Bediüzzaman: “...biz öyle bir hakikate hayatımızı vakfetmişiz ki, güneşten daha parlak ve Cennet gibi güzel ve saadet-i ebediye gibi şirindir.” der.
Kâinat vüsatindeki dâvânın savunucularını da, ‘çelikten halat’la birine bağlı görür. Onları, ‘Sakın, sakın, sakın!’ diyerek ciddî ikaz eder. Onlardan birbirine kenetlenmiş, şahs-ı manevî olan ehl-i dalâlete karşı, güçlü bir şahs-ı manevî çıkarmış, sağlam bir tesanüd bekler.
Bediüzzaman, Kur’ân talebelerine, ‘Demir gibi sarsılmaz kardeşlerim!’ diyerek hitap eder. Tesanüdü bozan durumlara karşı da, ‘Evvel ahir tavsiyemiz, tesanüdünüzü muhafaza; enaniyet, benlik, rekabetten tahaffuz ve itidal-i dem ve ihtiyattır.’ diyerek, dayanak noktasını belirtir. “Biliniz; en esaslı kuvvetimiz ve nokta-i istinadımız, tesanüddür.” cümlesiyle de, kuvvet kaynaklarına ve dayanma noktalarına dikkatleri çeker.
Bediüzzaman, Şuâlar isimli eserinin bir mektubunda tesanüdü bozulmuş talebelerine şöyle seslenir: “Aziz, sıddık kardeşlerim, sobamın ve Feyzi’lerin ve Sabri ve Hüsrev’in iki su bardakları parça parça olması, dehşetli bir musîbet geldiğini haber vermiştiler.

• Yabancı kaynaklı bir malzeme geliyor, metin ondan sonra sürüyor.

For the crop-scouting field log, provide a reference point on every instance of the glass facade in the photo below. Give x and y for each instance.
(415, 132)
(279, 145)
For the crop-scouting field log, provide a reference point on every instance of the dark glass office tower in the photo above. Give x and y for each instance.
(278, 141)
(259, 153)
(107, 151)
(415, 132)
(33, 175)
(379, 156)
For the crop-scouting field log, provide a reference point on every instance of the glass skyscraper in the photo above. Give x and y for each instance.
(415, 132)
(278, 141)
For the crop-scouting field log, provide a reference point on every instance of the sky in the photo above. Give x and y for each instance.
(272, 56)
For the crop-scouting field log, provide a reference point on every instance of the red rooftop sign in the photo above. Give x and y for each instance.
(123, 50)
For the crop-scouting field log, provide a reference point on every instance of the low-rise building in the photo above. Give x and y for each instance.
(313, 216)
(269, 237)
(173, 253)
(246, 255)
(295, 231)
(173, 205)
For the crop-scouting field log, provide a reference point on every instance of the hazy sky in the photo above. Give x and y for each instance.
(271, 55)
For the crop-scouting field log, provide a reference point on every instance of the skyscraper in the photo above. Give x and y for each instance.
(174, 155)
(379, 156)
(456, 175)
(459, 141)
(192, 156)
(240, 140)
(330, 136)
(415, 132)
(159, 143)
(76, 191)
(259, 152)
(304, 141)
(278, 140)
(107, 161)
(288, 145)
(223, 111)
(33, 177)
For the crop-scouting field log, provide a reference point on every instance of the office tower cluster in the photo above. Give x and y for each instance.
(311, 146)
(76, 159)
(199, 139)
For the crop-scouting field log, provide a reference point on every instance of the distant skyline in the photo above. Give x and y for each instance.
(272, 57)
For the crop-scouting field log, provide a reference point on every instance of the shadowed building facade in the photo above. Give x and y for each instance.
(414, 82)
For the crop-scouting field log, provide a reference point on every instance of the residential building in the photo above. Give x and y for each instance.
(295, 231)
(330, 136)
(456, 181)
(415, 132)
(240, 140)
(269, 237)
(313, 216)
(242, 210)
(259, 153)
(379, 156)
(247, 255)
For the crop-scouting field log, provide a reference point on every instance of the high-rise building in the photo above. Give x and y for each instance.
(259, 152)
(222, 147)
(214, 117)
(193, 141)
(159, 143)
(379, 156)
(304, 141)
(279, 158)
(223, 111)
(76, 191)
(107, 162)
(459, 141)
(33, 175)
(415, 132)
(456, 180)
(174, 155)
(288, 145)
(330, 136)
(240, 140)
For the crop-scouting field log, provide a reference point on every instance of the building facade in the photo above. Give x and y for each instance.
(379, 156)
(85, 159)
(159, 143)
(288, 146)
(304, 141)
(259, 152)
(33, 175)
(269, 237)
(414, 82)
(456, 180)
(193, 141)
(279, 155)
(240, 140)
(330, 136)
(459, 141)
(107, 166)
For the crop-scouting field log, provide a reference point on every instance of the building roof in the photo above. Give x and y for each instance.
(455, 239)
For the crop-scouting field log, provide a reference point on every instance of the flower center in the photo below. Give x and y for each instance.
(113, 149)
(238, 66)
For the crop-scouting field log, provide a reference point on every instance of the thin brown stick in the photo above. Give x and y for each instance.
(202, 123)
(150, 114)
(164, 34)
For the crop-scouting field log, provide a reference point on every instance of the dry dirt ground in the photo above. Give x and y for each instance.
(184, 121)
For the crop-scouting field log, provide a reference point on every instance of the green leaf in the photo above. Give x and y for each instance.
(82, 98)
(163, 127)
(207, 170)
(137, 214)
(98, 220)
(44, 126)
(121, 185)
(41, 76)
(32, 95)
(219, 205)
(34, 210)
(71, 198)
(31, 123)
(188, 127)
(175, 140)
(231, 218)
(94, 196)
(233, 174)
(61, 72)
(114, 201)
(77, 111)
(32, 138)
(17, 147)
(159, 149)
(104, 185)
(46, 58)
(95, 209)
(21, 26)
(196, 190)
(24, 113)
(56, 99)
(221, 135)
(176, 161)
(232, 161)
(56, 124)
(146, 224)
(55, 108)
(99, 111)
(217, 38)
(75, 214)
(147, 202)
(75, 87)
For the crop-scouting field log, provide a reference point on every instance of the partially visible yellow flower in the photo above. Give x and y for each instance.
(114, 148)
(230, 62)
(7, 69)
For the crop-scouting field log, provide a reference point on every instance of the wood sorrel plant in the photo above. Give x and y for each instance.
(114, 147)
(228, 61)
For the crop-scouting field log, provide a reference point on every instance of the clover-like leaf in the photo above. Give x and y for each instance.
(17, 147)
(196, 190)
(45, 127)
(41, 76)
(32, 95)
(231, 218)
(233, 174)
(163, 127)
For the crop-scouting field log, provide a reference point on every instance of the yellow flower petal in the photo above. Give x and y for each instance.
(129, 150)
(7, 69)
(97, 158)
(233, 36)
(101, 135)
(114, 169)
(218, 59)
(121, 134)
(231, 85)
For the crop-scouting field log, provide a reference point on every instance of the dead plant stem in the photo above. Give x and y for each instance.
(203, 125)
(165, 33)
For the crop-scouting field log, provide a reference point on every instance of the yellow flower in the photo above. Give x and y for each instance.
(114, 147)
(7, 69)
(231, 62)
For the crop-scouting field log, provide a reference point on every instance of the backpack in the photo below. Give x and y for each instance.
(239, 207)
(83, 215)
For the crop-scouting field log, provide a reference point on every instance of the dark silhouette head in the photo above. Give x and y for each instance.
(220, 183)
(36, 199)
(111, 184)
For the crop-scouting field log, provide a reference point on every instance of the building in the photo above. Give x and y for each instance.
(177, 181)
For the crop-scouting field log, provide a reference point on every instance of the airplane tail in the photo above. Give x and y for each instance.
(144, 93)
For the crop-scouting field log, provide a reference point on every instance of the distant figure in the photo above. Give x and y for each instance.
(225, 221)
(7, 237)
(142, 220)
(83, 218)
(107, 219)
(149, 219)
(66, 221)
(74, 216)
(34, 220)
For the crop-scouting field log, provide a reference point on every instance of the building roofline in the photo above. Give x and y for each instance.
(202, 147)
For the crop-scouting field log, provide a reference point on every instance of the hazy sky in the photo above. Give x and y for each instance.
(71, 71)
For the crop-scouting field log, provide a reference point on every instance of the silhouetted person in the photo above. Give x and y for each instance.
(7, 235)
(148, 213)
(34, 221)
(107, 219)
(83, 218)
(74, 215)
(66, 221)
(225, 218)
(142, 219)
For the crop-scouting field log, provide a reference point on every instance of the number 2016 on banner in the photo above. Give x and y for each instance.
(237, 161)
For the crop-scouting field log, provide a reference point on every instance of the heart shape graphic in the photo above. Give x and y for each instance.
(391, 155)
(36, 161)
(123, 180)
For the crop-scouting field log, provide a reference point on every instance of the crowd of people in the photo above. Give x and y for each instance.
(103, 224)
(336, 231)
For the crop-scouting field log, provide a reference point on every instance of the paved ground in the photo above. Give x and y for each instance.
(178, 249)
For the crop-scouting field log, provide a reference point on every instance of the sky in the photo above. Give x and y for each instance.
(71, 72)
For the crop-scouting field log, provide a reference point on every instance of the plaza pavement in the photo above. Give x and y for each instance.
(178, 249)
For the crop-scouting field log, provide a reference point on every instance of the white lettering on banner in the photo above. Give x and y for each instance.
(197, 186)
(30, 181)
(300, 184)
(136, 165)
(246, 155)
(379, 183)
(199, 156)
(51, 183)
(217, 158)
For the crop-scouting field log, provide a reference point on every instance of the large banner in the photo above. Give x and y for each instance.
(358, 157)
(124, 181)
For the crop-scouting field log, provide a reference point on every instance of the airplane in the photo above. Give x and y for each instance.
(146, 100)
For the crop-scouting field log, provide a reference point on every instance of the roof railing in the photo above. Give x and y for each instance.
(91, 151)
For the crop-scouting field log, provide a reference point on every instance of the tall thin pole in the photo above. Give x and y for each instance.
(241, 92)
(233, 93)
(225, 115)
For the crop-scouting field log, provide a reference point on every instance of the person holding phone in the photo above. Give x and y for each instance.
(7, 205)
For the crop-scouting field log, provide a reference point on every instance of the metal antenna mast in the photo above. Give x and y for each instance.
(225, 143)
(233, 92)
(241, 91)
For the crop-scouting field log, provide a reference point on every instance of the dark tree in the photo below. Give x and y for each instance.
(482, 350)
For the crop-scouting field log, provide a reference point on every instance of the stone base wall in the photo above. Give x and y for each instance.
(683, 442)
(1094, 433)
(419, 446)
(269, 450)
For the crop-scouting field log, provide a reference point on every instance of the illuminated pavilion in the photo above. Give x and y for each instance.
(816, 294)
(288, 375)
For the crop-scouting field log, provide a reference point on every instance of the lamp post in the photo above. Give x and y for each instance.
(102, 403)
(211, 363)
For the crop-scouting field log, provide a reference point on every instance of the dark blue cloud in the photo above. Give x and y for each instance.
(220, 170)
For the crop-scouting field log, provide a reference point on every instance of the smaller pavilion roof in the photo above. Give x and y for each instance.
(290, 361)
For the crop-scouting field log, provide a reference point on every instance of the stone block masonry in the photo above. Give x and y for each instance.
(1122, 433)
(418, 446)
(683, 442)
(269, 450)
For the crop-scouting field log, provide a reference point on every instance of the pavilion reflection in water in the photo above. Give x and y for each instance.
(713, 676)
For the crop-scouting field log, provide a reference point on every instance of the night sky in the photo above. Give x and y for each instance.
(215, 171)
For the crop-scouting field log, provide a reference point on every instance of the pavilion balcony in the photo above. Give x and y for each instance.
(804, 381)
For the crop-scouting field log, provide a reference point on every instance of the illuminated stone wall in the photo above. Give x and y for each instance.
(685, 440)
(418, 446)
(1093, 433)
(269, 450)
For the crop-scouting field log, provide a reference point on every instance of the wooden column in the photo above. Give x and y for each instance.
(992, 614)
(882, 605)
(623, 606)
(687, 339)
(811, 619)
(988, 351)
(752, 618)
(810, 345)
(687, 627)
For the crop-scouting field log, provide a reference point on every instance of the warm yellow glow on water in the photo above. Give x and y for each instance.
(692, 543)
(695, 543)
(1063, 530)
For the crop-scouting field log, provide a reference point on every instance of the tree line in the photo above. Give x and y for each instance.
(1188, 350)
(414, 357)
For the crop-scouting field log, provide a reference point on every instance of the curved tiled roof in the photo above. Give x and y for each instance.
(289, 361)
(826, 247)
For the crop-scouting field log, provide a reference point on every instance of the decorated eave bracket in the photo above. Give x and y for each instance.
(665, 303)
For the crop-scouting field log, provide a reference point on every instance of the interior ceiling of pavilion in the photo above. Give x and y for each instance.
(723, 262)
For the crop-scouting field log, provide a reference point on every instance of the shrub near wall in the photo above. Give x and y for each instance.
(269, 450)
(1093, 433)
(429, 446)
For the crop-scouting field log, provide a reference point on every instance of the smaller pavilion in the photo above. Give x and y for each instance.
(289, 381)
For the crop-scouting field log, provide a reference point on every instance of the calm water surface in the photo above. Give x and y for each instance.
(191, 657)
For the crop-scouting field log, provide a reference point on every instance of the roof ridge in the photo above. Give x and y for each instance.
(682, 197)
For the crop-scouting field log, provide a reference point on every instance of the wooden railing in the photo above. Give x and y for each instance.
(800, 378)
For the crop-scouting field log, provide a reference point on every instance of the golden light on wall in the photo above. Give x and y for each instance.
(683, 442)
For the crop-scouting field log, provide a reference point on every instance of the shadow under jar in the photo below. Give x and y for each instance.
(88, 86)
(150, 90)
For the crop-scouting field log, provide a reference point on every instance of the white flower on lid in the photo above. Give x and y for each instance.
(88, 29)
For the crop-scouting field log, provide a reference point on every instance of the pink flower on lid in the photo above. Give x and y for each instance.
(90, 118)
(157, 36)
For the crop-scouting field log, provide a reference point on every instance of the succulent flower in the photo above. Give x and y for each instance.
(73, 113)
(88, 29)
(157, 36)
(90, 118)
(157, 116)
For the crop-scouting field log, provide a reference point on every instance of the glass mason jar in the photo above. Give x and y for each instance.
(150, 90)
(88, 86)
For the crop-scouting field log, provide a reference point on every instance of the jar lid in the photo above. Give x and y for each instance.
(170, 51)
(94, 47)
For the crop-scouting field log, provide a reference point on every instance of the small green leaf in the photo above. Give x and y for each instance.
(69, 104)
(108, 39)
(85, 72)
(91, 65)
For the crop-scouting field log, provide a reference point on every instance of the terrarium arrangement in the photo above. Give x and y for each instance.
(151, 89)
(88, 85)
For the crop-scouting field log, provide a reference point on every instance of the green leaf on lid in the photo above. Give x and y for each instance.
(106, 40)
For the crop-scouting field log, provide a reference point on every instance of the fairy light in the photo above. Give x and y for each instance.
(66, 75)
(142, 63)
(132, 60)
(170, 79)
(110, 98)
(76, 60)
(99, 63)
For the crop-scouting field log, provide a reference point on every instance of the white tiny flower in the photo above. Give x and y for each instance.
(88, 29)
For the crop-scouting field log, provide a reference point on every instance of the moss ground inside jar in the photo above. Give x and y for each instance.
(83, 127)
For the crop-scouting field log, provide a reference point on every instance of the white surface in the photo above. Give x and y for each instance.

Evet, bizim en kuvvetli nokta-i istinadımız olan hakikî tesanüd ve birbirinin kusuruna bakmamak ve Hüsrev gibi Nur kahramanından –benim yerimde ve Nurun şahs-ı manevisinin çok ehemmiyetli bir mümessili olmasından- hiçbir cihetle gücenmemek elzemdir. Ben kaç gündür dehşetli bir sıkıntı ve me’yusiyet hissettiğimden, “Düşmanlarımız bizi mağlûp edecek bir çare bulmuşlar” diye çok telâş ederdim. Hem sobam, hem hayali aynı hakikat müşahedem doğru haber vermişler. Sakın, sakın, sakın! Çabuk, bu şimdiye kadar demir gibi kuvvetli tesanüdünüzü tamir ediniz. Vallahi bu hadisenin bizim hapse girmemizden daha ziyade Kur’ân ve iman hizmetimize –hususan bu sırada- zarar vermek ihtimali kavidir.”
Risale-i Nurlar, hizmet-i iman ve Kur’ân hatırına nefsin heva ve hevesini terk etmek ve kardeşlerle omuz omuza olmak, kenetlenmek bir vazifedir. Nefsin değil, kudsî dâvâ- nın hatırına adım atmak, adım atmayı kolaylaştırdığı gibi ibadetleştirir de.
Bir’in binler kuvvetinde netice vermesi, tesanüd-ü hakikî iledir. Yoksa bozuk, dağılmış bir tesanüdle binler bir hükmüne düşer. Vebal de ağırlaşır.